Pierre Veilletet était de ceux qui ont reçu l’écriture comme une grâce. Il écrivait avec une sorte d’humour négligent, une fine cruauté, un regard aigu capable de voir en trois dimensions, le passé toujours présent, le présent toujours un peu blessé, l’avenir toujours incertain. « Beau comme la décadence » ou brillant et aigu comme un rire, son style était une marque de fabrique, d’exigence et, une fois encore, de grâce.

Il a continué à écrire, dans Sud Ouest, sur les rayons de nos bibliothèques, et moi si peu. Et ce « peu » m’intimidait lorsque je le rencontrais, rarement, mais suffisamment pour que le fil ne soit jamais rompu. Je me souviens d’une rencontre alors qu’il revenait de Madrid où il avait suivi la longue agonie de Franco. Il m’avait dit: « j’avais envie d’un communiqué : « Les journalistes sont morts. Signé : Franco ». »

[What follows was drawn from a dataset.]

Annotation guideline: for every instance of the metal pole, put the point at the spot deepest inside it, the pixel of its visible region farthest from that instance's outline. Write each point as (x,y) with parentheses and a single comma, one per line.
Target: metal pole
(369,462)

Il écrivait, en introduisant son « Bordeaux » : « Nul homme n’est l’homme d’une seule ville ». Je cite de mémoire et peut être imparfaitement, mais ce pied de nez élégant était le moteur de son style. Il m’a marqué comme tous ceux qui déjà à cette époque reniflaient vers l’écriture.

Notre dernier rendez-vous est un rendez-vous manqué et je le vis comme tel. Une semaine trop chargée à Paris m’a empêchée de lire Sud Ouest un jour ou deux. Il en a profité pour mourir et je ne l’ai su qu’avec retard. Je vous en veux, Pierre, et vous me manquez sans doute un peu plus encore que nous nous soyons encore une fois manqués.

Vous vous rattrapez déjà.

Les mots de la presse

Dimanche matin, régulièrement consacré à la revue de presse hebdomadaire. Heureux moment à essayer de saisir le durable derrière l’écume des jours, à s’aventurer dans des « papiers » de fond sur des sujets qui me sont peu familiers.

L’agrément vient aussi de la langue, de saisir sa mobilité, ses tendances, ses modes où le journalisme a une grande part. Certaines évolutions me séduisent, d’autres m’amusent et quelques-unes m’irritent. Celle que je vais évoquer se situe à mi-chemin entre amusement et irritation.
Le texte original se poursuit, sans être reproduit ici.